Motivation behind study: Some drugs have senolytic activities, clearing out senescent cells but they also have considerable toxicity. Earlier, quercetin a flavonoid, used as a cheap supplement, shown some senotherapeutic promise as well. The current study screened a panel of other flavonoids whose senolytic, senotherapeutic activity might be lead to an improvement upon quercetin.
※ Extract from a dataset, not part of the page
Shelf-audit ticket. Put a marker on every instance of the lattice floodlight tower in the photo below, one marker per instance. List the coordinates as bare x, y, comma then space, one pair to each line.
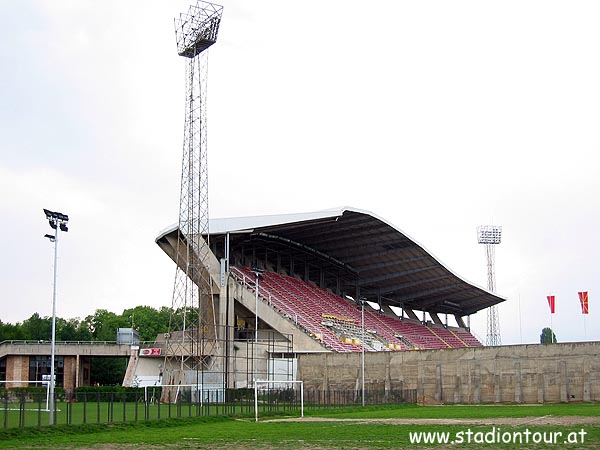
491, 235
191, 343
Aging process studied and modulated: Cellular senescence is one of the 9 hallmark processes of biological aging where proliferating or terminally differentiated non-dividing cells enter a state of cell cycle arrest, resistance to apoptosis and usually develop a cellular phenotype secreting molecules making a hostile tissue microenvironment, See our earlier post entitled Cellular senescence: zombie cells and matrix metalloproteinases

Supplement screened: Fisetin is a naturally occurring flavonoid polyphenol, present in low concentrations in many fruits and vegetables eg. apples, grapes, onions, cucumbers and higher concentrations in strawberries. It is available as an oral dietary supplement. As the article says: ‘ Importantly, no adverse effects of fisetin have been reported, even when given at high doses’ citing this earlier study, called Fisetin Acts on Multiple Pathways to Reduce the Impact of Age and Disease on CNS Function.
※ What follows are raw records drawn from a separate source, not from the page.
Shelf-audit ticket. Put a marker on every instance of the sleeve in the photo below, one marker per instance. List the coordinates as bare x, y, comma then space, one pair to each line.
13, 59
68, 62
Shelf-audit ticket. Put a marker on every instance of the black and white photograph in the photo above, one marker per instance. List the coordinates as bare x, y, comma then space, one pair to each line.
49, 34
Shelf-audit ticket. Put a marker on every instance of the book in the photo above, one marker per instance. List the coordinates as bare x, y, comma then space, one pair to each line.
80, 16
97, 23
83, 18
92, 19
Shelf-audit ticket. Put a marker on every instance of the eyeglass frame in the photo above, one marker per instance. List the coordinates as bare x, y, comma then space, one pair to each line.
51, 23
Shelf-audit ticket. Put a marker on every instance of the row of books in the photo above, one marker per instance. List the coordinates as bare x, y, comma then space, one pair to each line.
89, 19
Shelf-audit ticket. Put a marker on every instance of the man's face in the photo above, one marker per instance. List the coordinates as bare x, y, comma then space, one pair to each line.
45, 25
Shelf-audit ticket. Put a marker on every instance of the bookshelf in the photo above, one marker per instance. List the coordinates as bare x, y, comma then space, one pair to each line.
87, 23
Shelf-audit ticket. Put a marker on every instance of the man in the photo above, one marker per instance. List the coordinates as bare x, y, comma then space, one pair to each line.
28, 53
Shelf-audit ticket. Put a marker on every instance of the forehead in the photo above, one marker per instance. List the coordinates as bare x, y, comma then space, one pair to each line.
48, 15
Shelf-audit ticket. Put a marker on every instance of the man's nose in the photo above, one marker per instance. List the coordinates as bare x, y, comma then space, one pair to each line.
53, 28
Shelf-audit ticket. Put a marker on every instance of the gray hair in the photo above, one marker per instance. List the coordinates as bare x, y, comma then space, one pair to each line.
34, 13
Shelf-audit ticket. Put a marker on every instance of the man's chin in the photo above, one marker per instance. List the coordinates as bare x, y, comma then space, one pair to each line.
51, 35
Experiments done: In vitro, on cultured cells using mouse and human fibroblasts and in vivo, on animal tissues: progeroid syndrome and aged wild type mice. Human adipose tissue explants were used.

Selected results: 

‘In primary murine embryonic fibroblasts induced to senescence through oxidative stress and in human fibroblasts induced to senescence with the genotoxin etoposide, fisetin was most effective at reducing senescent markers.’

Chronic fisetin treatment reduced senescent markers in all studied tissues in progeroid mice showing accelerated aging: fat, spleen, liver, kidney.

Also in progeroid mice, fisetin also reduced oxidative stress in liver by measuring a lipid peroxidation product and increased intracellular glutathione hinting at antioxidant activity.

In naturally aged mice fisetin significantly  reduced the fraction of senescent cells in white adipose tissue.

In terms of lifespan extension:
To determine if fisetin-mediated clearance of senescent cells impacts the health or lifespan of mice, WT f1 C57BL/6:FVB mice were fed a diet containing 500 ppm fisetin beginning at 85 wks of age, roughly equivalent to age 75 years in humans. This resulted in an extension of median as well as maximal lifespan.
Strangely the paper does not express median lifespan extension in an explicitly quantified manner using percentages. There’s only 2 figures, Figure 5/A and Figure 5/B, a survival curve and a figure showing median lifespan in a box plot like manner, only including the actual individual data (mice) points. According to Fig 5/B median lifespan increased from 27 months to 30 months.

Bottom line: Best to cite the last paragraph of the paper:

Given that fisetin is a natural product found in common foods and available as an oral dietary supplement and has no reported adverse side effects, our pre-clinical data suggest that fisetin should be imminently translatable and could have a significant benefit to the health of elderly patients. Based on these mouse studies, clinical trials to evaluate the short-term benefits of intermittent fisetin treatment on certain aspects of aging such as frailty are currently underway.